Sentinel-1 AWS-IW-VVVH: SAR urban
The Interferometric Wide (IW) swath mode is the main acquisition mode over land and satisfies the majority of service requirements. It acquires data with a 250 km swath at 5 m by 20 m spatial resolution (single look). IW mode captures three sub-swaths using Terrain Observation with Progressive Scans SAR (TOPSAR). With the TOPSAR technique, in addition to steering the beam in range as in ScanSAR, the beam is also electronically steered from backward to forward in the azimuth direction for each burst, avoiding scalloping and resulting in homogeneous image quality throughout the swath.
TOPSAR mode replaces the conventional ScanSAR mode, achieving the same coverage and resolution as ScanSAR, but with a nearly uniform Signal-to-Noise Ratio and Distributed Target Ambiguity Ratio.
The azimuth resolution is reduced compared to SM due to the shorter target illumination time of the burst. Using the sweeping azimuth pattern, each target is seen under the same antenna pattern, independently from its azimuth position in the burst image. By shrinking the azimuth antenna pattern, as seen by a target on the ground, scalloping effects on the image can be reduced. Bursts are synchronised from pass to pass to ensure the alignment of interferometric pairs.

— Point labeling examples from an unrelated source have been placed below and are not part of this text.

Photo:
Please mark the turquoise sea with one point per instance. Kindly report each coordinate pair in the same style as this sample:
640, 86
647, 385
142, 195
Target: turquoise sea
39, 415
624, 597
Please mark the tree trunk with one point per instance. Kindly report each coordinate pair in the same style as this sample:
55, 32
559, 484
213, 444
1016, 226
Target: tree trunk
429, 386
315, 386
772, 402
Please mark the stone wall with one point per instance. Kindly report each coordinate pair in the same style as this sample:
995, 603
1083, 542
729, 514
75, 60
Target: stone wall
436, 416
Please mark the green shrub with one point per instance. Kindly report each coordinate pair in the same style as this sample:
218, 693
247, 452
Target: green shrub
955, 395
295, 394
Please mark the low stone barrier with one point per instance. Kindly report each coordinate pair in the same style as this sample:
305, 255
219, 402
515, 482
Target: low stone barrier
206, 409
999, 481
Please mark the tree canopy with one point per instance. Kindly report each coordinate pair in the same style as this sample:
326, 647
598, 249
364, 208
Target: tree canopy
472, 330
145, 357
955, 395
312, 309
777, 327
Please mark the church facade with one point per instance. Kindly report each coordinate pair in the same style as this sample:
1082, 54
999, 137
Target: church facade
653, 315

IW SLC products contain one image per sub-swath and one per polarisation channel, for a total of three (single polarisation) or six (dual polarisation) images in an IW product.
Each sub-swath image consists of a series of bursts, where each burst has been processed as a separate SLC image. The individually focused complex burst images are included, in azimuth-time order, into a single sub-swath image with black-fill demarcation in between. There is sufficient overlap between adjacent bursts and between sub-swaths to ensure continuous coverage of the ground as provided in GRD products. The images for all bursts in all sub-swaths are resampled to a common pixel spacing grid in range and azimuth while preserving the phase information.
After burst and sub-swath merging, the full product can be created, as is the case for the GRDH products shown in Figure 3. The TOPSAR technique greatly reduces scalloping effects over conventional ScanSAR.
Sentinel-1 uses wide area coverage with improved revisit times and is able to potentially detect smaller ships than Envisat’s ASAR instrument. The mission’s ability to observe in all weather and in day or night time, makes it ideal for precise cueing and location of ship activities at sea, allowing for more efficient and cost-effective use of other security assets, such as patrol aircraft and ships. Data relevant to ship detection are transmitted by the satellite in real-time for reception by local collaborative ground stations supporting European and national services.